Slaughter in Abobo occurred in the backdrop of inflammatory statements.

The FIDH strongly condemns the intensification of violence and abuses against civilians in Côte d’Ivoire.

On March 17, 2011, at least six shells came down on several Abobo districts, including on the Siaka Kone market in the Marley neighborhood, killing nearly 30 people and leaving nearly 60 injured. For several days, the civilian population in Abidjan has been the target of indiscriminate firing of tanks, mortars and Kalashnikovs, particularly in the districts of Yopougon, Adjame and Abobo.

Numerous other abuses against civilians are continuing, particularly summary executions and enforced disappearances. According to the information received by FIDH, yesterday, 4 people were killed by a police officer in the district of Adjame, 3 others were reportedly abducted in Yopougon by elements from the Security Operations Command Center (CECOS) and 7 others, including three students, are reported to have been killed in the Cocody district by members of the Grouping for Peace (GPP), a militia close to Laurent Gbagbo’s party.
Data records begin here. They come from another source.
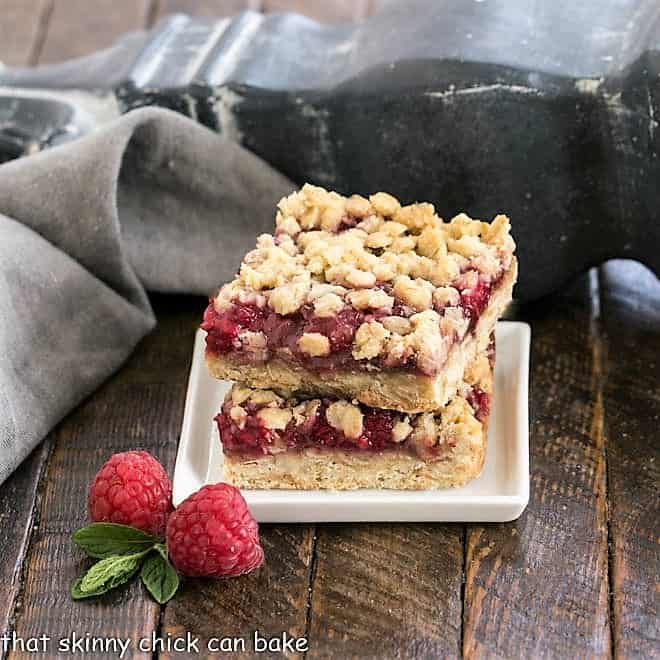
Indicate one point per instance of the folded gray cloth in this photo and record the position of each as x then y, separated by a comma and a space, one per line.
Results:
152, 200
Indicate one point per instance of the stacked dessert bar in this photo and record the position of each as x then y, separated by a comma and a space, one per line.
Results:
360, 337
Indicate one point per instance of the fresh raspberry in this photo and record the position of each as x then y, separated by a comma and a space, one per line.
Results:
212, 534
132, 488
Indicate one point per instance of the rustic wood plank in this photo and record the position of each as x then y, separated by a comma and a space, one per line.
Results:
538, 587
140, 407
630, 318
17, 505
333, 11
20, 29
385, 591
77, 30
205, 8
271, 600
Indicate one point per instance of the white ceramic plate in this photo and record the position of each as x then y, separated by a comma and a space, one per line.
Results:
499, 494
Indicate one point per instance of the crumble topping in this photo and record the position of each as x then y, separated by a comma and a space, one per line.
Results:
292, 419
314, 344
369, 340
345, 417
386, 261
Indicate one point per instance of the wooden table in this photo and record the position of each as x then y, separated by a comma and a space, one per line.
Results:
576, 575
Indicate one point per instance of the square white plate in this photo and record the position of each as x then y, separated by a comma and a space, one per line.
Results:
499, 494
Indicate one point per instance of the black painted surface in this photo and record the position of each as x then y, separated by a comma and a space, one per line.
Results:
549, 116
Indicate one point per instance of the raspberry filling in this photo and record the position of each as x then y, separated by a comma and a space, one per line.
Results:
315, 431
281, 333
480, 403
255, 439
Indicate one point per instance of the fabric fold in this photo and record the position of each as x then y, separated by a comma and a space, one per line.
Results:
151, 201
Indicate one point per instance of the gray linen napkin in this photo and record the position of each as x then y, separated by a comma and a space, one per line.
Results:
152, 200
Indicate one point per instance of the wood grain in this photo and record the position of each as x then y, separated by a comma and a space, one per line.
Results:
272, 599
20, 31
630, 319
538, 587
78, 29
384, 591
150, 394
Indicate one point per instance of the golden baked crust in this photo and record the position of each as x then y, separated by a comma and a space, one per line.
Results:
426, 451
404, 271
339, 470
407, 391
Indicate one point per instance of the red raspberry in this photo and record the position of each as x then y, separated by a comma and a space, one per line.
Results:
132, 488
212, 534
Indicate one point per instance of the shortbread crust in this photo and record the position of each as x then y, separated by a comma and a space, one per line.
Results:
424, 451
352, 287
405, 390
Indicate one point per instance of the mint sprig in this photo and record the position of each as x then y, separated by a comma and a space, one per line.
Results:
121, 551
159, 576
103, 540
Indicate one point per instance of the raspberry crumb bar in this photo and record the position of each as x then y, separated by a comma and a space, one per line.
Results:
277, 441
362, 299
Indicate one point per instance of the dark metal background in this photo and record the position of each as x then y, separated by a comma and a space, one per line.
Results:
546, 111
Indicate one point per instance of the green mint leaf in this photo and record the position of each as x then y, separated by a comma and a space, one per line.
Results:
159, 577
106, 574
103, 540
162, 550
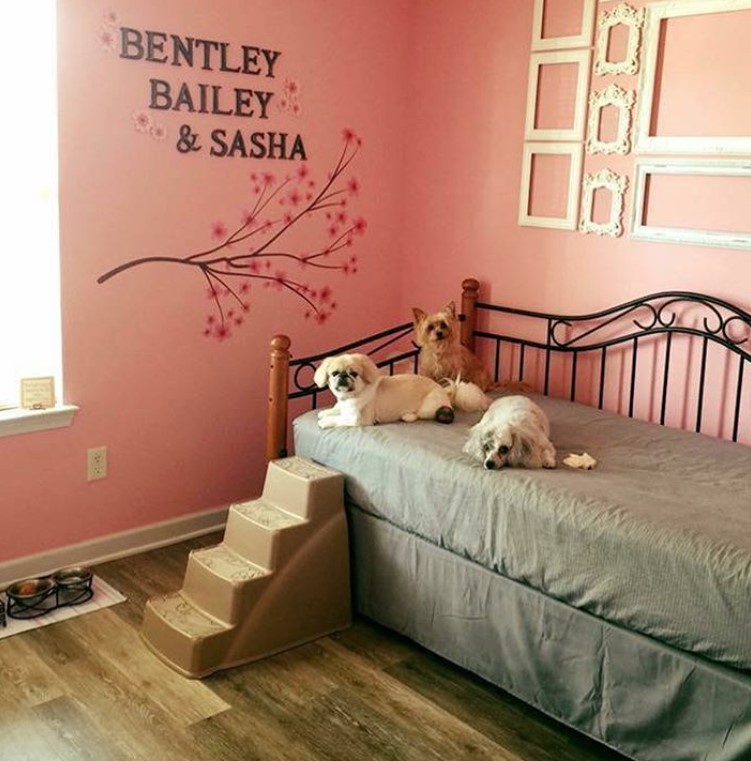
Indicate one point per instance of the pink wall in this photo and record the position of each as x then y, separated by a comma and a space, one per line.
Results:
181, 414
437, 91
463, 174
These acts of violence accompany the inflammatory statements and other incitements to hatred and violence relayed in the media. Today, the daily newspaper Le Temps, a pro-Gbagbo publication, published an interview of a man who identified himself as being retired from the Defense and Security Forces of Côte d’Ivoire, who calls himself "Commander Fokker" and states that he is leading “an invisible patriotic commando”. In this interview the commander says "we have completed our recruitment and we are prepared to open fire [...] many rebel leaders have set up their families in Abidjan and we have began identifying these families, one by one. Nobody will escape. [...] Since yesterday, we have started firing. Our enemies are already receiving visits from us, in their homes, their offices or even in the streets." The commander imposed a 72 hours ultimatum to the United Nations Operation in Côte d’Ivoire (UNOCI) to leave the country, and went on to say "Hell has already begun for them. Some of them will never go back to their country. UN employees, civilian and military officials in Côte d’Ivoire, we put them all in one basket. Insecurity is already an experience for them, we spy on them everywhere. "

“Again, we urge the warring parties to respect international humanitarian law and human rights, and recall that those responsible for these crimes will be brought to justice, including, if necessary, before the International Criminal Court who has been seized regarding the situation in Côte d’Ivoire " said Souhayr Belhassen, FIDH President. To that extent, FIDH recalls that hate speeches are considered a crime under international law and they may fall within the jurisdiction of the ICC.

“The United Nations Security Council must immediately give the necessary support and resources to UNOCI so that it can fully insure its mandate to protect civilians, and to ensure, in particular, the deployment of 2,000 extra peacekeepers as soon as possible, as stated in the 1967 Resolution adopted on January 19, 2011 by the Security Council." said Roger Bouka, General Secretary of FIDH.